Kośnik lost his job at Film after martial law was declared. He didn’t really have to worry too much though, as he was hired almost instantly by the French agency Gamma. He was to photograph everything he could – demonstrations, protests, fights with the police, everyday life, but, most importantly – the life of the opposition. As early as the Solidarność festival, when regional structures were being established, he volunteered in the Masovia area as a photographer in order to be as close as possible to all the events connected to the movement. In the martial law period, he photographed all the protests organised by the then-illegal Solidarność until the end of the 1980s.
I gave my pictures to Gamma via the French Embassy, which was quite an unnerving undertaking. The police were used to searching everyone even approaching the embassies of Western countries. They also sometimes conducted house searches, and, most often, destroyed cameras during protests. However, this practice was foreseen by Gamma, who gave me a Nikkormat camera: a bulky, incredibly heavy piece of equipment made especially for war reporters. During one of the protests a Security Service member threw it down the staircase where I was hidden. It barely got scratched.
After a year of such a work, Kośnik finally went to Paris, to get money from the bank where the agency had opened an account for him. It turned out that he’d amassed 5 thousand dollars – the equivalent of around 250 average yearly Polish wages.
Of course, the photos with the highest demand were those of Lech Wałęsa.

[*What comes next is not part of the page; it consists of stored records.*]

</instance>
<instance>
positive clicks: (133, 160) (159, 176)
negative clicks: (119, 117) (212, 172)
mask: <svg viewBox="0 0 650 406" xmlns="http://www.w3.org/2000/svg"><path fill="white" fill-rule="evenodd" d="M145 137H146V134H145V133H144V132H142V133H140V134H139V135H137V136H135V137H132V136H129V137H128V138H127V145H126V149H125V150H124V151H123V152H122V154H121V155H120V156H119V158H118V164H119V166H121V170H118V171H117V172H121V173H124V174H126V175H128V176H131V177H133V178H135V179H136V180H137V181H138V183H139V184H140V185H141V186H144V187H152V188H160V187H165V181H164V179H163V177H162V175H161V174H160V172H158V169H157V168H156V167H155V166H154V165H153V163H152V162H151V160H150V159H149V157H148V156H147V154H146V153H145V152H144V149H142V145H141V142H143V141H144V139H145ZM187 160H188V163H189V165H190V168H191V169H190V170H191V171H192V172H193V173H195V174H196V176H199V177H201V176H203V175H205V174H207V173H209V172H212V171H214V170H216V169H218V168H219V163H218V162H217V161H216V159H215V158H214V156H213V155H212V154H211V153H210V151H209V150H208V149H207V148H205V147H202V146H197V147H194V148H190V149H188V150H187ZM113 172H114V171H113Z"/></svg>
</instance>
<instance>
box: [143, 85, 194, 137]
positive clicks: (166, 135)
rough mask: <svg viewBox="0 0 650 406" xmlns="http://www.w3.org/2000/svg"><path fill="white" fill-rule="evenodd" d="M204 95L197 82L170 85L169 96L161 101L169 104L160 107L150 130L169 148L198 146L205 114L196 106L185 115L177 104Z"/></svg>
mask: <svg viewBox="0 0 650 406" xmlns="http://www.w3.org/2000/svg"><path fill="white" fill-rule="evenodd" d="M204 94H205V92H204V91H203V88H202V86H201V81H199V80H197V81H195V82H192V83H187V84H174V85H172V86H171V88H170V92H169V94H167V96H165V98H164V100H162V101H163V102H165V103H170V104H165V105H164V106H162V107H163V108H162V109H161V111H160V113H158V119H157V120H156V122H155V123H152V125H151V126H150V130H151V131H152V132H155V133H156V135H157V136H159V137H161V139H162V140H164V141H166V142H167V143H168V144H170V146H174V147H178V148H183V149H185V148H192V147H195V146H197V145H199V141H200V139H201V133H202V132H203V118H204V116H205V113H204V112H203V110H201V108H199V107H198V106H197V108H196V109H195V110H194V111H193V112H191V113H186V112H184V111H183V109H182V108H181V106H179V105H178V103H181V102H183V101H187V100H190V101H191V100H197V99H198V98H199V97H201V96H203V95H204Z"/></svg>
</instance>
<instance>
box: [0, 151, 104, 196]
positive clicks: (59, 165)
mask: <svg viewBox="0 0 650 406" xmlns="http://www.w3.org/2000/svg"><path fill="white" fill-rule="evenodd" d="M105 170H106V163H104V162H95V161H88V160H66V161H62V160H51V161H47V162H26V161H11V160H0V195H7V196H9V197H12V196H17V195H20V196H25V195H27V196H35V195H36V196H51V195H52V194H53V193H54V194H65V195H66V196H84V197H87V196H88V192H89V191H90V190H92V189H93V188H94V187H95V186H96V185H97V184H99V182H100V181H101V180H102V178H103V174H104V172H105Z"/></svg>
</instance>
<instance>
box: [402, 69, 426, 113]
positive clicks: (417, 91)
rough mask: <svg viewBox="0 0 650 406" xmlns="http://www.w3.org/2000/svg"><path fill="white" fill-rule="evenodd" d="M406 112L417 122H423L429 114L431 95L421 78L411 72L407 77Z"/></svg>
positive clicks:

Photographers went to Gdańsk after even the slightest hint of him doing or saying something important.
When he received a Nobel Prize the whole country was celebrating. It was a breakthrough that awakened us from depression and slumber. This prize, we felt, was for all of us, for each of the 10 million people that had joined Solidarność.
‘Pacuła called in the middle of the night’
Throughout the 1980s, Kośnik was still working on his nudes. Even though he had nowhere to publish them, his exhibitions organised by various students’ clubs met with high attendance. The situation changed drastically after the transformation in 1989, when one after another different erotic magazines started appearing. He started working for magazines such as Plejtboj, for whom he photographed, among others, Ewa Sałacka. One of his favourite models was Joanna Pacuła:
She sometimes called me at midnight, saying: ‘You know, I’m at some boring banquet, get you ass here, bring a six-pack and a camera and we’ll take some photos’. Sure, most of the photos taken during these alcoholic sessions landed in the rubbish, but some of them are really dear to me, especially the one where Joasia is wearing my sock with the number 34 on them.
Among the stars that Kośnik photographed you can find such names as Jim Jarmusch, Anna Dymna, Richard Gere, Janusz Gajos, Nastassja Kinski, Roger Moore, John Travolta, Krzysztof Kieślowski, Grace Jones, and many more. His nude of Anna Dymna from 1979 was included in Jerzy Lewczyński’s list of Best 100 Polish photographs, and his photo of Joanna Janikowska taken in Cannes in 1995 for Playboy appeared in Playboy’s album 100 Most Beautiful Girls in the World.